Top of page

Nausea and vomiting

This information gives suggestions to help cope with nausea (feeling sick) and vomiting (being sick) as side effects of treatment for lymphoma. We use the word ‘sickness’ throughout this information to refer to both.

On this page

What causes treatment-related sickness?

How might I be affected by sickness?

How likely am I to experience sickness?

Chemotherapy and sickness

Radiotherapy and sickness

Targeted drugs and sickness

Anti-sickness medication (antiemetics)

Non-drug treatments

Eating and drinking


What causes treatment-related sickness?

The aim of treatment for lymphoma is to destroy the lymphoma cells. However, it can also cause unwanted side effects.

Sickness can happen as a side effect of treatment if it activates a part of the brain called the chemoreceptor trigger zone (CTZ). The CTZ sends signals to the vomiting centre, which is part of the brain that controls feelings of nausea (feeling sick) and vomiting (being sick).

Chemotherapy, radiotherapy and some targeted drugs can trigger signals to the vomiting centre, via the CTZ. 

 

Nausea and sickness are side effects that people should not expect to put up with. There are so many effective anti-sickness medications and non-drug approaches available. Speak to your medical team for advice about how to manage feeling and being sick.

Charlotte Bloodworth, Advanced Nurse Practitioner in Haematology

Back to top


How might I be affected by sickness?

You might experience feeling sick (nausea) or being sick (vomiting). Some people get retching or dry heaves. These are automatic movements of the stomach (abdominal) muscles, just as when you vomit – the difference is that, with retching, you don’t actually vomit.

Types of sickness

There are different types of sickness: acute, anticipatory, delayed, breakthrough and refractory

Acute nausea

Acute nausea happens within 24 hours of having treatment. It can start within minutes or hours after treatment and usually goes away within a day.

Delayed nausea

Delayed or ‘late’ nausea starts after 24 hours of having treatment. This is more common with some types of chemotherapy drugs (for example cisplatin, cyclophosphamide, doxorubicin and ifosfamide) given at higher doses on two or more days in a row. It usually peaks after around 2 to 3 days and goes away within about a week.

Anticipatory nausea

Anticipatory nausea happens before (in anticipation of) treatment, usually if you have previously experienced sickness after treatment. Sometimes, without conscious awareness, your brain makes links between having treatment and feeling sick. For example, you might start to feel sick just by going to the hospital. The hospital environment with its sights and smells could trigger the vomiting centre in your brain and lead to sickness. Typically, if anticipatory nausea happens, it starts after 3 or 4 cycles of chemotherapy.

Speak to your medical team if you experience anticipatory nausea so that they can help you to manage it. Because of the psychological basis of anticipatory nausea, anti-sickness (antiemetic) medication usually doesn’t help. However, there are other approaches that might help you, including behavioural strategies and complementary therapies

Types of sickness that can be more difficult to control

Sometimes, sickness can be more difficult to control. ‘Breakthrough sickness’ usually starts within 5 days of having treatment, even after having antiemetics to prevent it. Usually, it is effectively treated by making changes to your antiemetic medication – for example, the type, dose, or adding another type of drug to your prescription. 

Rarely, people have sickness that doesn’t respond to treatment with antiemetics (‘refractory sickness’). In this instance, your medical team might refer you to doctors who specialise in symptom control (palliative care).

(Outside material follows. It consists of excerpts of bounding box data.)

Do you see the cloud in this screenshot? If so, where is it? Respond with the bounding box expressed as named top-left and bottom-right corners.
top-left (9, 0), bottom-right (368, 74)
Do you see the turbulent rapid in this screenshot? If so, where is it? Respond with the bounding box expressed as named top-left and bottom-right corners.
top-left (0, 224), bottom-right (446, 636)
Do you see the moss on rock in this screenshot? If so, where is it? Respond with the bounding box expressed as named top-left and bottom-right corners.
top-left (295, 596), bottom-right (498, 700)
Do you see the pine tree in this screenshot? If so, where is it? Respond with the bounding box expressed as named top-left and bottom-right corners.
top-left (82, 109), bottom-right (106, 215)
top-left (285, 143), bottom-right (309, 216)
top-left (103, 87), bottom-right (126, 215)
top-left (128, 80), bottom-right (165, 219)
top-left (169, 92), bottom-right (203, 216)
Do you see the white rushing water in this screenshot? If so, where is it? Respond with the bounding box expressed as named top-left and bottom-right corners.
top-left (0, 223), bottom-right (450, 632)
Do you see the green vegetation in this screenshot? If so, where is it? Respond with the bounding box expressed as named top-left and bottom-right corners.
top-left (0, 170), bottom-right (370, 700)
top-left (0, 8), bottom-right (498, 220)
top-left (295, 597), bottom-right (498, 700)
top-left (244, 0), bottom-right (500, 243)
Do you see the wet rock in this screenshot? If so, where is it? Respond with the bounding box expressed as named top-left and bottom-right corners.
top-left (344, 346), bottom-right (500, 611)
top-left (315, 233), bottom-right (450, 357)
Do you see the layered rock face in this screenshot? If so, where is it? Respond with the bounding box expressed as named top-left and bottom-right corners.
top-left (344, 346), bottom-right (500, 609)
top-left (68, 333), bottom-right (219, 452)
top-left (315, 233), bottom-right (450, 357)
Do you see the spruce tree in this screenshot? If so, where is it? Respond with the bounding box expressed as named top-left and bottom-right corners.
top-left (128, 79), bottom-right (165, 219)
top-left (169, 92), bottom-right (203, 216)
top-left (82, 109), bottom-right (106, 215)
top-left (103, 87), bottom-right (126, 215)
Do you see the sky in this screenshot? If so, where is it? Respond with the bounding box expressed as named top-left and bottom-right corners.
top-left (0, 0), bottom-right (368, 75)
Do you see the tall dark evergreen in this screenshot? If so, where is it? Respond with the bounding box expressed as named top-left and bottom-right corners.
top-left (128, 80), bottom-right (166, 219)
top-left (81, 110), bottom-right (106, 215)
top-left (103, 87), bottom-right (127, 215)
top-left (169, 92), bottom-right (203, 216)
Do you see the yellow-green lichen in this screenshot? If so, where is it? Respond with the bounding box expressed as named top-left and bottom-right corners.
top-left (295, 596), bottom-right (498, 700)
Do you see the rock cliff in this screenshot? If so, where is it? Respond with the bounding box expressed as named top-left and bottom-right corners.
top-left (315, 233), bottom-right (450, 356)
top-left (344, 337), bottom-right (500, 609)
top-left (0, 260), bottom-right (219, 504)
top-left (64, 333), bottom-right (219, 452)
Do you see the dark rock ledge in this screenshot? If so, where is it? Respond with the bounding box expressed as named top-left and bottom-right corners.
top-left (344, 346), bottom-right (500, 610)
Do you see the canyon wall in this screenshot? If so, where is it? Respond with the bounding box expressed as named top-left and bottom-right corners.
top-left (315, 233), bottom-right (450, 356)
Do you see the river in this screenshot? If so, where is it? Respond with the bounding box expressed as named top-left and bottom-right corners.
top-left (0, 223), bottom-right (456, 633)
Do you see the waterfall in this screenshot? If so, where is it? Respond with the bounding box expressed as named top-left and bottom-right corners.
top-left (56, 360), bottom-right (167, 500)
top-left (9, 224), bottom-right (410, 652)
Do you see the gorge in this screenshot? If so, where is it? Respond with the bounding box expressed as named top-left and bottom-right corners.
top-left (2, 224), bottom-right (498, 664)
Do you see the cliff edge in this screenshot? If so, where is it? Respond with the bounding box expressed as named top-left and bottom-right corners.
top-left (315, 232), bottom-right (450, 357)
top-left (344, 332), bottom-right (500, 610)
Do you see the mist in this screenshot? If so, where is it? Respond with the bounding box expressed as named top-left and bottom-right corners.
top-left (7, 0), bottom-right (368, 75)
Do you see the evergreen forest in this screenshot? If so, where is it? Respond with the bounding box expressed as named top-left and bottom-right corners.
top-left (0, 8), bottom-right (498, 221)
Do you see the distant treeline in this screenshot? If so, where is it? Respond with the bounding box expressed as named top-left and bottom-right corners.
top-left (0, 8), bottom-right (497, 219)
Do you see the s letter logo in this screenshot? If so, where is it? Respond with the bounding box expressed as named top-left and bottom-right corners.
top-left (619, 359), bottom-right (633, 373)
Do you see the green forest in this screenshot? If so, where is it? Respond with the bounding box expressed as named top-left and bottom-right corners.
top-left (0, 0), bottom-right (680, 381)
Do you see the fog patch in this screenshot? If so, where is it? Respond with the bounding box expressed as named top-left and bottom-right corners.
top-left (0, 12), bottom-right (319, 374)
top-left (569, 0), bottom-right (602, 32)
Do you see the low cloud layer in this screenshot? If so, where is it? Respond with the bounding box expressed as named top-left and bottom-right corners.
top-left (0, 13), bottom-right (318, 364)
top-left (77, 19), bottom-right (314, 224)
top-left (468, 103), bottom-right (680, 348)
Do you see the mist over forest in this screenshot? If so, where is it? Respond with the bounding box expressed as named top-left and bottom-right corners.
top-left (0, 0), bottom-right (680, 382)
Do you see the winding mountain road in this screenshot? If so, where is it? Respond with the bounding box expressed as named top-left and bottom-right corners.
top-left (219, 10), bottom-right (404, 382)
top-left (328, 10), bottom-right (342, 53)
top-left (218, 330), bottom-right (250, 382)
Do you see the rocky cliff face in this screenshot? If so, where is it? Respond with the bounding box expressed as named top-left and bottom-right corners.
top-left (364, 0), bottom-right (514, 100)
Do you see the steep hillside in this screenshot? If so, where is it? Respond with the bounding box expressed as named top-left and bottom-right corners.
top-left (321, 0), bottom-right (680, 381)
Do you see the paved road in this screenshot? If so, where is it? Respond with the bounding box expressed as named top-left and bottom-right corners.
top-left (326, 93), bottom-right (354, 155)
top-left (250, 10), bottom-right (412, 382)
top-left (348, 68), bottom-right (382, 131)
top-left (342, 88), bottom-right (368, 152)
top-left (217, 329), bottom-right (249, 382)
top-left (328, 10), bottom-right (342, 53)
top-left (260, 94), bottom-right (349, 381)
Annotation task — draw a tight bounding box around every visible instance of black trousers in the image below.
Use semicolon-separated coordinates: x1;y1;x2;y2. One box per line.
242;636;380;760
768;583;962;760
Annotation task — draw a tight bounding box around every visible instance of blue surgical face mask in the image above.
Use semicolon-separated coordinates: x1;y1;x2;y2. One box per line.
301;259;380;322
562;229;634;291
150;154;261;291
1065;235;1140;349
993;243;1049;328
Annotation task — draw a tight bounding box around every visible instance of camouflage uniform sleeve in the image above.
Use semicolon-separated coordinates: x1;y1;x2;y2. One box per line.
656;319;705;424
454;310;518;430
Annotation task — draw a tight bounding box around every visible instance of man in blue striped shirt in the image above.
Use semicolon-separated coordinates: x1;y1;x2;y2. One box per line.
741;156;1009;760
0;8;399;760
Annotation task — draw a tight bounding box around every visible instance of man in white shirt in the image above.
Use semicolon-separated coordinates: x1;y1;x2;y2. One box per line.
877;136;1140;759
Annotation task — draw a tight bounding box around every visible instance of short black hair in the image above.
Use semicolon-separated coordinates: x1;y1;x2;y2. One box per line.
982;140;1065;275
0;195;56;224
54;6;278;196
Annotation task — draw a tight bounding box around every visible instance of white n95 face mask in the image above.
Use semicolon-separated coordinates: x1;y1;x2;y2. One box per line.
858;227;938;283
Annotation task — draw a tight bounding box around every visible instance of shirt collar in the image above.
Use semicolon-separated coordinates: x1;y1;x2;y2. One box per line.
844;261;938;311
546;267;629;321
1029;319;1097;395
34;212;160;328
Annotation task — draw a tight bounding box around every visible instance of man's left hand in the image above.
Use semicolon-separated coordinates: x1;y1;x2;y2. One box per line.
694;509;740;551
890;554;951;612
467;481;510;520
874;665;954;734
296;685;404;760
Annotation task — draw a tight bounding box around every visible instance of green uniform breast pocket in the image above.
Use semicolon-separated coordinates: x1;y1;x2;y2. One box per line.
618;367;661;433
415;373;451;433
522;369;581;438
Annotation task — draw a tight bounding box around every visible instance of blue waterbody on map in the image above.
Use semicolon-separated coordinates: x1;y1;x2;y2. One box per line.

In addition to any medication you are given, you might also find behavioural strategies or a complementary therapy helpful.

Back to top


How likely am I to experience sickness?

Whether or not you experience sickness depends on lots of individual factors:

  • where in your body your lymphoma is: sickness is more common if lymphoma affects your digestive tract, liver or central nervous system (brain, nerves and spinal cord)
  • the treatment type and dose you have
  • your age: sickness is more common in people who are under 50
  • your sex: females are more likely to experience sickness
  • whether you are prone to sickness – for example, if you have experienced motion sickness, morning sickness during pregnancy, or sickness during previous rounds of treatment
  • other illnesses or health conditions such as diabetes, vertigo and a history of migraines
  • other medication you might be taking – for example, sickness can be a side effect of some pain relief medications and antibiotics
  • psychological or emotional factors such as feeling anxious, particularly in the case of anticipatory nausea.

Back to top


Chemotherapy and sickness

Some chemotherapy drugs are more likely to cause sickness than others. Your medical team will talk to you about how likely you are to experience sickness based on your particular treatment and individual factors,. They can also suggest ways of helping to prevent and manage sickness, which might include anti-sickness medication and non-drug treatments.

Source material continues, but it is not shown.